Extraction de sable
Le sable est la proportion fine des granulats. L’extraction de granulats est une pratique qui est utilisée pour prélever et exploiter le sable et les graviers (siliceux ou calcaires) dans des carrières, des dunes ou des plages, ou pour le draguer dans le lit des rivières ou des océans. On appelle souvent "sablière" une carrière de sable, et « gravière » une carrière de gravier, substantifs qui ont aussi servi à donner leur nom à des communes de France (Sablières, Gravières).
Origines géologiques
Les sables ont des origines minéralogiques marines (principalement) ou terrestres (ils sont alors issus des processus érosifs (érosion éolienne, érosion et processus fluviatiles notamment par l'eau douce ou par les glaciers). Ils peuvent aussi être classés selon leur degré de pureté en silice et/ou selon leur granulométrie, leur caractère coquiller ou non, leur origine géographique ou hydrogéographique (ex : « sable de Loire ») ou géologique (on parlera de sables tertiaires ou quaternaires ou encore par exemple en France de « sable landénien », « sable auversien », « sable de Beauchamp »...). Légers, les grains de sable peuvent être transportés sur de grandes distances dans l'eau par le courant, et sur terre, par saltation sous l'effet du vent, ou des tempêtes (du sable du Sahara est régulièrement soulevé par des tempêtes et transporté jusqu'en Amazonie ou dans les zones polaires).

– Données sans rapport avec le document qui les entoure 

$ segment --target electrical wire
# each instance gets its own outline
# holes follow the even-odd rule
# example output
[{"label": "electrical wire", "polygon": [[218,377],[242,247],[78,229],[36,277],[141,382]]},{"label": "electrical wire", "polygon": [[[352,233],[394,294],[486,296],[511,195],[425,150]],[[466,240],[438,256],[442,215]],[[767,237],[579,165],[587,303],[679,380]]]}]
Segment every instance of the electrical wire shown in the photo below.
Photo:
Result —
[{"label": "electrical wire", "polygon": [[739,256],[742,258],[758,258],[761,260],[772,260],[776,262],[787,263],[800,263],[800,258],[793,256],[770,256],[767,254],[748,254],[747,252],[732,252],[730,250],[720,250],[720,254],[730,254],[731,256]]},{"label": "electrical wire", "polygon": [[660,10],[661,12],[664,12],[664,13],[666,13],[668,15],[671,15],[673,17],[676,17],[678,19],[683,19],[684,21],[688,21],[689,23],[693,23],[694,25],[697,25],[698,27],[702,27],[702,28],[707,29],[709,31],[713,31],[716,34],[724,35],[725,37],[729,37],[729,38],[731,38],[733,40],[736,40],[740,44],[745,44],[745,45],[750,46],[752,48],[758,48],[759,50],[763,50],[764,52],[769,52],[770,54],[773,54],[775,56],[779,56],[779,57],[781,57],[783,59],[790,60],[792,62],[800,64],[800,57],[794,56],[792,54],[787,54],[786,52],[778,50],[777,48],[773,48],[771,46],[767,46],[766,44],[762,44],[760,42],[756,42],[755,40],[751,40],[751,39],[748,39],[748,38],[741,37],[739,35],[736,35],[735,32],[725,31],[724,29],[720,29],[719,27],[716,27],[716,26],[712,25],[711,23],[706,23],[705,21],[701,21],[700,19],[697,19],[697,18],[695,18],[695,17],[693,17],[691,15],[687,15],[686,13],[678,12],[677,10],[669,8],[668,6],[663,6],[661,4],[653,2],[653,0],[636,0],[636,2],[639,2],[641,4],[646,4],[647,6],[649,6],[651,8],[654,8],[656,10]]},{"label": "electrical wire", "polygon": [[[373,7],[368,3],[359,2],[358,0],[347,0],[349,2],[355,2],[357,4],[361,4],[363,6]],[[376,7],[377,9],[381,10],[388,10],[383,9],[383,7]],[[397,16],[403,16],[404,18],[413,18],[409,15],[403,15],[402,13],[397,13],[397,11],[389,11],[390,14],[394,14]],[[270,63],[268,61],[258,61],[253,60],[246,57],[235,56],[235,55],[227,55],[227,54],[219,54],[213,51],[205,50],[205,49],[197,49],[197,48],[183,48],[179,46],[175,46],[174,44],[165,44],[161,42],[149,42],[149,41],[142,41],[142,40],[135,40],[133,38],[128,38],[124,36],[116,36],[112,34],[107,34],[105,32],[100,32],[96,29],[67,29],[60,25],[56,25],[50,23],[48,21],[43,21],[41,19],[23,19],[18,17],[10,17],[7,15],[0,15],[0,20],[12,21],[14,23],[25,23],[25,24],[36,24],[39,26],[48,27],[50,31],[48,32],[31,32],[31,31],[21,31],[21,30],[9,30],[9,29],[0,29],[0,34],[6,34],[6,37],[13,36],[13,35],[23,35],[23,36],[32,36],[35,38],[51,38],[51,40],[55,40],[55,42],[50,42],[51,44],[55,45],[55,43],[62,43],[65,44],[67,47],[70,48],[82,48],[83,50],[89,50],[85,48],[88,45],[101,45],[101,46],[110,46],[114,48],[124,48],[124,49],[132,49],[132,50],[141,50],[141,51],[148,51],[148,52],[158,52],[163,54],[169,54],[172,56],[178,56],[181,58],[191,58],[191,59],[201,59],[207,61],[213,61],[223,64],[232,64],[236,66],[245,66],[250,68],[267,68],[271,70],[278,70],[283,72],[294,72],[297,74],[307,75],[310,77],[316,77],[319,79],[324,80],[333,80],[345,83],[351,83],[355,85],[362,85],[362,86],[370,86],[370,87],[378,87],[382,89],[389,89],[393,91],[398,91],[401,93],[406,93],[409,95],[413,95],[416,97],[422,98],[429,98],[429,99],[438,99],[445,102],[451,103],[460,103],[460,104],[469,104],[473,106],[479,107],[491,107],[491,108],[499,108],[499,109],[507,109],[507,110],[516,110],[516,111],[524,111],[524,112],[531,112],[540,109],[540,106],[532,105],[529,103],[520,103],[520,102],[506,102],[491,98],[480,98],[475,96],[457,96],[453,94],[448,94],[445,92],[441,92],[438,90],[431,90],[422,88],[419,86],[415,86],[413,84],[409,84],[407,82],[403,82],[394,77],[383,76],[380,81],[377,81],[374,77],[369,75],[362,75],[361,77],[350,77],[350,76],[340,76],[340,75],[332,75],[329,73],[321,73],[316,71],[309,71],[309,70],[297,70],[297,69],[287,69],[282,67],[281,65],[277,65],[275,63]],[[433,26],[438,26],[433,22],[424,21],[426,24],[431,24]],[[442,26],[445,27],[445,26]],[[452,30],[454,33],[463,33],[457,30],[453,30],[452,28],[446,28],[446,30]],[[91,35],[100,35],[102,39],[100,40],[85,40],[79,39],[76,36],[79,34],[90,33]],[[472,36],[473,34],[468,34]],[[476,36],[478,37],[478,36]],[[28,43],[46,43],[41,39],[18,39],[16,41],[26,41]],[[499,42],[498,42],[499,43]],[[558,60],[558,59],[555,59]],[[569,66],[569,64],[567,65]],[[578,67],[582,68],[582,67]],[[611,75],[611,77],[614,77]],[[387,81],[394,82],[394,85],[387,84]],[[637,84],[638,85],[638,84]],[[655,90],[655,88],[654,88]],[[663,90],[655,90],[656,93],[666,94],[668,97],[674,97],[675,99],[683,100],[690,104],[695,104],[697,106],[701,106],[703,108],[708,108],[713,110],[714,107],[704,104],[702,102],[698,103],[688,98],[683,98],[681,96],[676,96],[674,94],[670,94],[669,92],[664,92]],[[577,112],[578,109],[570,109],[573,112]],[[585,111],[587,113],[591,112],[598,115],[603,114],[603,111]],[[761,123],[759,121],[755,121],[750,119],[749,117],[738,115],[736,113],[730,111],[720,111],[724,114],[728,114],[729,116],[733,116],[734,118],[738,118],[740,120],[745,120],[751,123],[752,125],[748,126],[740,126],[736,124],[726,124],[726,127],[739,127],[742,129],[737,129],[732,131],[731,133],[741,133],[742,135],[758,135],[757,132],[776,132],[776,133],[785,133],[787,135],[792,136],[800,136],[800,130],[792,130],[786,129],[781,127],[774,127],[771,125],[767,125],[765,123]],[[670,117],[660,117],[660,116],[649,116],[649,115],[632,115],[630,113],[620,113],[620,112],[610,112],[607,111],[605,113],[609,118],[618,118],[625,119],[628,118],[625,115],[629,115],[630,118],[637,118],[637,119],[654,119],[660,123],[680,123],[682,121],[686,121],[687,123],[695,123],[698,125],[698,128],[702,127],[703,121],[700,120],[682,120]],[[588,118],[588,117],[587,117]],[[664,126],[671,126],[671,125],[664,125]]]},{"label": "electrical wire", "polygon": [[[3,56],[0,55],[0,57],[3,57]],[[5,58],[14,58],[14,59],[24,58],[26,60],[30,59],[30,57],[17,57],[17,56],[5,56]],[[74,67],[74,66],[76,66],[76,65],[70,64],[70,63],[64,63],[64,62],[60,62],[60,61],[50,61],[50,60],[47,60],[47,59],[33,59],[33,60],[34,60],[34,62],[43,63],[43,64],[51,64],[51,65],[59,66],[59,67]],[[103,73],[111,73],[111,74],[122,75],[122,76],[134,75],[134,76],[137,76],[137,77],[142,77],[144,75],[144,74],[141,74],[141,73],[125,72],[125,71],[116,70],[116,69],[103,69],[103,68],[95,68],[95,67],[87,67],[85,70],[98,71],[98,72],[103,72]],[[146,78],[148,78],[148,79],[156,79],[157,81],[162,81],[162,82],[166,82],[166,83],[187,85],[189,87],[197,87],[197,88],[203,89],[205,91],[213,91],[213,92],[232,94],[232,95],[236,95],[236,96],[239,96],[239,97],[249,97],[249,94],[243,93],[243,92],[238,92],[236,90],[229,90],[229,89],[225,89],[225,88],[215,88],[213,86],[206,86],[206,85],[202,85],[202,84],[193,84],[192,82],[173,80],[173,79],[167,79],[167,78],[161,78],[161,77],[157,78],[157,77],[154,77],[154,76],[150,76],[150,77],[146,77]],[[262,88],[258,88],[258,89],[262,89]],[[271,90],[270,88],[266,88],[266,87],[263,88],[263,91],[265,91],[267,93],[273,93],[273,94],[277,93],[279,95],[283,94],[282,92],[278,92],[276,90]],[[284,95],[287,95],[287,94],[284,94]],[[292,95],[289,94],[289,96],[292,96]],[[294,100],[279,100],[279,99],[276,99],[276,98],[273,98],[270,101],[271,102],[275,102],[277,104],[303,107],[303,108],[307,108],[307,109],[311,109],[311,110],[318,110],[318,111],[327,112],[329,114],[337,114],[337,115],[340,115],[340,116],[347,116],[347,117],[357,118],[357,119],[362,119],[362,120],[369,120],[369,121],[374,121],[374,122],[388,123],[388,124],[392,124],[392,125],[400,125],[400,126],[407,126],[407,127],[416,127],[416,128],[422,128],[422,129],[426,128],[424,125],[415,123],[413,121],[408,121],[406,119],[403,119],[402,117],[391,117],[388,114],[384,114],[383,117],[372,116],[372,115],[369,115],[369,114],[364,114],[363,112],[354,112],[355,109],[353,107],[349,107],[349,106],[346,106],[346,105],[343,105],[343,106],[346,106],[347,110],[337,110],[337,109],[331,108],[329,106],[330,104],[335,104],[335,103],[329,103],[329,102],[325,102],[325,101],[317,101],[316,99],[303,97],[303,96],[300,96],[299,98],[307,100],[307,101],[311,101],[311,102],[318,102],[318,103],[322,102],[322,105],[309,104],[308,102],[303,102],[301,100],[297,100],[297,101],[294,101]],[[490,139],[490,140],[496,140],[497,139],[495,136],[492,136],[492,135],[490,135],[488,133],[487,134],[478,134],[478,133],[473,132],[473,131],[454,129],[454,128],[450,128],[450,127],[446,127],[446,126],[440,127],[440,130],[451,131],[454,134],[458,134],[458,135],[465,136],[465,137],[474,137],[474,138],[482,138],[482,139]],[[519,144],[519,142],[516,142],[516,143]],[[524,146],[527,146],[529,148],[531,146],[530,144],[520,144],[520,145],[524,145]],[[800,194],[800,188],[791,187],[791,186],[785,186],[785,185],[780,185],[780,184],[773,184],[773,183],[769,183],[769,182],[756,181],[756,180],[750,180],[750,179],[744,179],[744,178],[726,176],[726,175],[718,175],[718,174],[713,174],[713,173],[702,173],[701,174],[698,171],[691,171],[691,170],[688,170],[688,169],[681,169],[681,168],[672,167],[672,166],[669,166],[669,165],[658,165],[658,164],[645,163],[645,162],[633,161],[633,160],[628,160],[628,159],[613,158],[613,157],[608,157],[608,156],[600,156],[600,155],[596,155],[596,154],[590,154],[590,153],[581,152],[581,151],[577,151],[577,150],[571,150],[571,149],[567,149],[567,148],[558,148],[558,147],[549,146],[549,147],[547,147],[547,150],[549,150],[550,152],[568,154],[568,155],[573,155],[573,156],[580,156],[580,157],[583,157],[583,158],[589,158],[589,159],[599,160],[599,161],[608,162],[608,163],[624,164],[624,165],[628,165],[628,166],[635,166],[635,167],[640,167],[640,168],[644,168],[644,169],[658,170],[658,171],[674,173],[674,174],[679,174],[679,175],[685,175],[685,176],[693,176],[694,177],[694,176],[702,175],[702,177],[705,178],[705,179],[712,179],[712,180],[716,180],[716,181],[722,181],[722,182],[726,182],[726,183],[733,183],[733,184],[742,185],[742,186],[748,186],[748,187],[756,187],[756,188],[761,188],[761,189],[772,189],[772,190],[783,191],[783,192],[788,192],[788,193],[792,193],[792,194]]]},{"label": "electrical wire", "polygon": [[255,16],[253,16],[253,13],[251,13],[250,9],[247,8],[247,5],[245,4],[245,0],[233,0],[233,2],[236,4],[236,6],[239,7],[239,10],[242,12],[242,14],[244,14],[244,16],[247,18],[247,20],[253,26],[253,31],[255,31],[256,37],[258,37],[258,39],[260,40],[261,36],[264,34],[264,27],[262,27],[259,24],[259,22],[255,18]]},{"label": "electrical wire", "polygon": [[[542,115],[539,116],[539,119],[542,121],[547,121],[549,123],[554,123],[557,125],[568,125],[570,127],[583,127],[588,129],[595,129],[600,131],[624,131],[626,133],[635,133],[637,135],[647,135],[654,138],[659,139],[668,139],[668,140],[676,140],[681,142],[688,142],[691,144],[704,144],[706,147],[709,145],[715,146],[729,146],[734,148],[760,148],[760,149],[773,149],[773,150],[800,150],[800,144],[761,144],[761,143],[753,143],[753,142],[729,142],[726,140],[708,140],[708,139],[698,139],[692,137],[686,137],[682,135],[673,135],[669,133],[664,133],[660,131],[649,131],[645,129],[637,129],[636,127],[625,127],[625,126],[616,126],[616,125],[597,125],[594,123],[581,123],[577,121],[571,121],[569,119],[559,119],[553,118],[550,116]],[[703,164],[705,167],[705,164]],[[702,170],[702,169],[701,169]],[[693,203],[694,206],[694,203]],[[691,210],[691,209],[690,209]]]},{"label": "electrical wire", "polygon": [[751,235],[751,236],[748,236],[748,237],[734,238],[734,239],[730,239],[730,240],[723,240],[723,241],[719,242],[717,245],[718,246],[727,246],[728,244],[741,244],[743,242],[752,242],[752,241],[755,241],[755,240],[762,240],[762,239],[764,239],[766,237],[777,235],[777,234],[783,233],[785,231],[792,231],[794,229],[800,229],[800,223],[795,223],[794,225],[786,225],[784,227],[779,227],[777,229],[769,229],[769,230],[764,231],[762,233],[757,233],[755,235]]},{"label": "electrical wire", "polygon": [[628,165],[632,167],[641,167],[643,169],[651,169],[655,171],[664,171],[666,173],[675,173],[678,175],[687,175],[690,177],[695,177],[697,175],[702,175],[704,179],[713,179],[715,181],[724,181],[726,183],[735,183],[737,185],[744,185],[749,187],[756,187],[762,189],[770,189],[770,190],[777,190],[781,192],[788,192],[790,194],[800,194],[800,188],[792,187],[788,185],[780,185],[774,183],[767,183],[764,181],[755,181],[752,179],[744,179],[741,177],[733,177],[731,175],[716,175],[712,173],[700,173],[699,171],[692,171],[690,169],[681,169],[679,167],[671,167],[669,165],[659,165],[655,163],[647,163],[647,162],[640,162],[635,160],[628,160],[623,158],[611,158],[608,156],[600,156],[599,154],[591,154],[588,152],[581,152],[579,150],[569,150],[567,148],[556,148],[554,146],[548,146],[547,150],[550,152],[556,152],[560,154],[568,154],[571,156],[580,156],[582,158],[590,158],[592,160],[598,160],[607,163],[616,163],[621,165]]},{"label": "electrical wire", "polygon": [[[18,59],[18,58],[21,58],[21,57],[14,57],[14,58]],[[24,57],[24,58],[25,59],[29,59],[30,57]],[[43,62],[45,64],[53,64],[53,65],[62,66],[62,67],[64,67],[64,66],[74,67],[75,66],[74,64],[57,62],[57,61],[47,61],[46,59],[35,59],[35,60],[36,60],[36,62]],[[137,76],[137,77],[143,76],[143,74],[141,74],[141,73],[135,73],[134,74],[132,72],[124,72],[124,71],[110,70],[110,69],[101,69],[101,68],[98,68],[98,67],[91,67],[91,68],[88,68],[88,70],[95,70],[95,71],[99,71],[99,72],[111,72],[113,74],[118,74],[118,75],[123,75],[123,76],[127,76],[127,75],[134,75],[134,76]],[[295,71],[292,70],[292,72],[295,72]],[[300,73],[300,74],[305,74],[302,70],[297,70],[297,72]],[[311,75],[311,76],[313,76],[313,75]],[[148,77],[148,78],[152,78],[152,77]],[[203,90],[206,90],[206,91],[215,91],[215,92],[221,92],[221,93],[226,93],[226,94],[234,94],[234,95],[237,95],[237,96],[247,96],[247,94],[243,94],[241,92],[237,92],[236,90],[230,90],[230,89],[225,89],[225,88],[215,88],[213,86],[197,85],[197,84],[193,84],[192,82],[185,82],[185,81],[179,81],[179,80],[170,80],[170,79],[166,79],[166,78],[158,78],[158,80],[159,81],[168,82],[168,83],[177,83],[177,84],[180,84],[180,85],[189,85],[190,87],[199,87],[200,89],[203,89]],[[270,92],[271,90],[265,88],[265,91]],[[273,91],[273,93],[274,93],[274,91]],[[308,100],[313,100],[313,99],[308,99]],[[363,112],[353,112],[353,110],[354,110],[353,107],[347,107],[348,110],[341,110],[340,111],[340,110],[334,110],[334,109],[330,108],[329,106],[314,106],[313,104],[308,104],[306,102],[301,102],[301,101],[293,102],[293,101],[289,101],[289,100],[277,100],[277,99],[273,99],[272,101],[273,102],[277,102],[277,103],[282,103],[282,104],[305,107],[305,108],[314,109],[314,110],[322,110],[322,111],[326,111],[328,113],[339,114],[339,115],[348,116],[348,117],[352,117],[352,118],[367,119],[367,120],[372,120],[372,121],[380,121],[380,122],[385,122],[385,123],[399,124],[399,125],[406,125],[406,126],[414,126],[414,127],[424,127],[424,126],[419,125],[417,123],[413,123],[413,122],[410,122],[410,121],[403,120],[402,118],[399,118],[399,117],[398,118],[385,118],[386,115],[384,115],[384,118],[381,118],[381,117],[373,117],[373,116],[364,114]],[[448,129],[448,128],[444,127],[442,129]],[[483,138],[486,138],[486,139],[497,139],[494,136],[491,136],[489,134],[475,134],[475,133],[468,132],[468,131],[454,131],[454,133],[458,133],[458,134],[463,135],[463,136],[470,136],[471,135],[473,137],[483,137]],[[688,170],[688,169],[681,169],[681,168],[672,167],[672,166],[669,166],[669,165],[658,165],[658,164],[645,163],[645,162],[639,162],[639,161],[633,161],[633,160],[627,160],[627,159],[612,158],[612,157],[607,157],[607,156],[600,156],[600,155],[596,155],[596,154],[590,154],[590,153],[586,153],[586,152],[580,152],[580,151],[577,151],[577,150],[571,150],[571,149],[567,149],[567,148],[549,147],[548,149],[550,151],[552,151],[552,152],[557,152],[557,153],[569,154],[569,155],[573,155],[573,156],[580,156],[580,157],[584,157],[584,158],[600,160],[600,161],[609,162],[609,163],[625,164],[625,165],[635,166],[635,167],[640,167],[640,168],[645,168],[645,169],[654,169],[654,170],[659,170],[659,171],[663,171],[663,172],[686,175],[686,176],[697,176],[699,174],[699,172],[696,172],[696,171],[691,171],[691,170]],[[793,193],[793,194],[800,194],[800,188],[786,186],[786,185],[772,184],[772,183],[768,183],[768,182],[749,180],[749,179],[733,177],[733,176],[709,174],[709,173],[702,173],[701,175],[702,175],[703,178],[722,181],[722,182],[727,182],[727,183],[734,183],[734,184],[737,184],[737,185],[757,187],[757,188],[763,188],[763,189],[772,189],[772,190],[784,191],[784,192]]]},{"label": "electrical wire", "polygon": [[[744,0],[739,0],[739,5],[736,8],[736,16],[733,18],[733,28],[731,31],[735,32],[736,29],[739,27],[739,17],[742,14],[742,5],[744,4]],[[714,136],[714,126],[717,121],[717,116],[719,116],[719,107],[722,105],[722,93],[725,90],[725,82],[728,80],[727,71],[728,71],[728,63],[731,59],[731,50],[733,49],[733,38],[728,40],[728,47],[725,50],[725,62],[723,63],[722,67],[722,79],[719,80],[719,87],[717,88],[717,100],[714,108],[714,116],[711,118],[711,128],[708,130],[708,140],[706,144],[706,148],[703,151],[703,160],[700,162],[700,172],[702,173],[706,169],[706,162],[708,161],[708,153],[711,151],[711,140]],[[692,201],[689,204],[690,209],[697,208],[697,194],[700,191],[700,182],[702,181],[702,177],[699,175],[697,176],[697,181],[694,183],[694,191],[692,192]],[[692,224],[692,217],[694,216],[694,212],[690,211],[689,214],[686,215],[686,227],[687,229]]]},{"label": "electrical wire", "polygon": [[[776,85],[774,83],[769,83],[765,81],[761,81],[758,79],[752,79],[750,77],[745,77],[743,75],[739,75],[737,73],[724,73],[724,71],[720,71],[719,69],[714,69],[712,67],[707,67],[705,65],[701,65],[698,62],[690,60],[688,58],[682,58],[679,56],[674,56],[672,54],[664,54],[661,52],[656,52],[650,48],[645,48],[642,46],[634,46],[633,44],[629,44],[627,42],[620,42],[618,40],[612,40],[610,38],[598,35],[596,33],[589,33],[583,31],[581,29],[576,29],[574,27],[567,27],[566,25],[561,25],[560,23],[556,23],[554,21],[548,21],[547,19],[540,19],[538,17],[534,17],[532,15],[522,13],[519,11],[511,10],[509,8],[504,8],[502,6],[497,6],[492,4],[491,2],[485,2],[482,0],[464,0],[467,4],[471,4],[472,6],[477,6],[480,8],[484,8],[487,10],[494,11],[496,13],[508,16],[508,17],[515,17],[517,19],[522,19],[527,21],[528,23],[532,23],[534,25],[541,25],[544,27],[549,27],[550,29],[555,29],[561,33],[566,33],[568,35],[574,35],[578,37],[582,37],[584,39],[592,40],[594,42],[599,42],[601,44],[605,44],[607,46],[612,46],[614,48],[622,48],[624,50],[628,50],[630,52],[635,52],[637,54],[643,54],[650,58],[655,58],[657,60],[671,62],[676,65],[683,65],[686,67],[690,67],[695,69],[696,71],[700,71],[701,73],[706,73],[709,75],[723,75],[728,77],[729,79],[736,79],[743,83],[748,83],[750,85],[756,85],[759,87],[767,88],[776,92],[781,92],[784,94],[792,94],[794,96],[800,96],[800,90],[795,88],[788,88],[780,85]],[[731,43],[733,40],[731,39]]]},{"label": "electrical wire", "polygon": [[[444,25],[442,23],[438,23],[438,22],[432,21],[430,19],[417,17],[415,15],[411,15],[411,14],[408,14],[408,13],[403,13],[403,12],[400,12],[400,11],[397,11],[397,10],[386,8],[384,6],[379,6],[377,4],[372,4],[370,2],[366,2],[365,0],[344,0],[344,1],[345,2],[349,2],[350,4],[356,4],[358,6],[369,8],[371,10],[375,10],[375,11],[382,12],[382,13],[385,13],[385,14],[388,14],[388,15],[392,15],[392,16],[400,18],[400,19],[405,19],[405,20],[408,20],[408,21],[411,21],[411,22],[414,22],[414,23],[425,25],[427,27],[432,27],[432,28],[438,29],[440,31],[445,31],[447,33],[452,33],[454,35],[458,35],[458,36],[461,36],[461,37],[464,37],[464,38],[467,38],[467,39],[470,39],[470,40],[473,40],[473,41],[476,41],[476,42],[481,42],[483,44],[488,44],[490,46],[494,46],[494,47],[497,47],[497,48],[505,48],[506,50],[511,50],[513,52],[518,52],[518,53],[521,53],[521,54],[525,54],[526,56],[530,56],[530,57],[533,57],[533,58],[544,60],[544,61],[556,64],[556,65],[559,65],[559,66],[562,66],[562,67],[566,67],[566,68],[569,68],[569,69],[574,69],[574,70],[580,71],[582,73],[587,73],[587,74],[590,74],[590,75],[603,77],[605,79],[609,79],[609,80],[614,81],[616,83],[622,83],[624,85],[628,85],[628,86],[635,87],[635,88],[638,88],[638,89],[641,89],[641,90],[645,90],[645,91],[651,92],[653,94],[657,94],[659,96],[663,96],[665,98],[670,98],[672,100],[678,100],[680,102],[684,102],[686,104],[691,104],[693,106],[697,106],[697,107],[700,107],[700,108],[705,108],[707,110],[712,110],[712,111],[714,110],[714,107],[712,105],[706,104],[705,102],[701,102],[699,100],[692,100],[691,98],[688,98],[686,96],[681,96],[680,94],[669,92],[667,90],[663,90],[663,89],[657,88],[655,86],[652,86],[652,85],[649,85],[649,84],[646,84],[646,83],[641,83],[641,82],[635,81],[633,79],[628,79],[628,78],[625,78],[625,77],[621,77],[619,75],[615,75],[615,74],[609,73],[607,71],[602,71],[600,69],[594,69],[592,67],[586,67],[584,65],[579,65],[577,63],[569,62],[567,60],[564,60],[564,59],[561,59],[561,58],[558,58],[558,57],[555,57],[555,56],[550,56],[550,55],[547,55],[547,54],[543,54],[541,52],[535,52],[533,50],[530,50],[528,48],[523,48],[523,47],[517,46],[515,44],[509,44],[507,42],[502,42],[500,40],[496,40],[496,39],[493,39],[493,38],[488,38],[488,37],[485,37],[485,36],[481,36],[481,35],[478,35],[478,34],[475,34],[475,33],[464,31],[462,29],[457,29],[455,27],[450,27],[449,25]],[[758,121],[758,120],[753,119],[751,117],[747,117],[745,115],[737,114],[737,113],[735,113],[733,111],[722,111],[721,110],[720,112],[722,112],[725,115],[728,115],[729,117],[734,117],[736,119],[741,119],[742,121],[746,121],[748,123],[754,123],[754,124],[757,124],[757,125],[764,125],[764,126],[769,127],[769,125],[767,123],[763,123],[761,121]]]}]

Il existe des sables d'origine volcanique et aussi des sables calcaires. Ils sont souvent d'origine détritique (issu de calcaires, coralliens et de coquilles de bivalves ou d'escargots notamment et/ou de marnes) mais peuvent aussi avoir parfois des origines directement biogéniques (c'est-à-dire être au moins en partie créés par le vivant, y compris végétal (dans ce dernier cas les grains sont dits « cytomorphes » (observés à la loupe binoculaire ou au microscope électronique, ils montrent (via leurs formes et couleurs) qu'ils ont été produits par des cellules racinaires qui se sont calcifiées ; on parle alors de sables "cytomorphes". Des phénomènes contemporains de calcification du cortex des racines de certaines plantes sont encore observés dans la nature[1].
Quand le sable est aggloméré par un « ciment » géologique (qui peut être d'origine calcaire, siliceuse, voire ferrugineuse) il forme une roche plus dure et compacte dénommée grès, généralement de couleur ocre à grise. Des chaos de grès peuvent émerger du substrat sableux (typiquement dans la forêt de Fontainebleau). La formation des grès a notamment été étudiée en France par Pierre Doignon et François Ellenberger mais son mécanisme est encore mal compris.
Le marché du granulat
Demandes et utilisations
Le granulat (sable, graviers, charges minérales) est utilisé dans l'industrie manufacturière comme abrasif. Il est également utilisé dans l'industrie du verre, des lentilles, miroirs, lasers, isolateurs, dans la technique de la fracturation hydraulique. L'extraction du granulat est également une source de matières premières stratégiques comme les minéraux lourds (ilménite, zircon, rutile), le silicium, le thorium, le titane, l’uranium, etc. Les principaux besoins en granulats sont la construction et la poldérisation[2].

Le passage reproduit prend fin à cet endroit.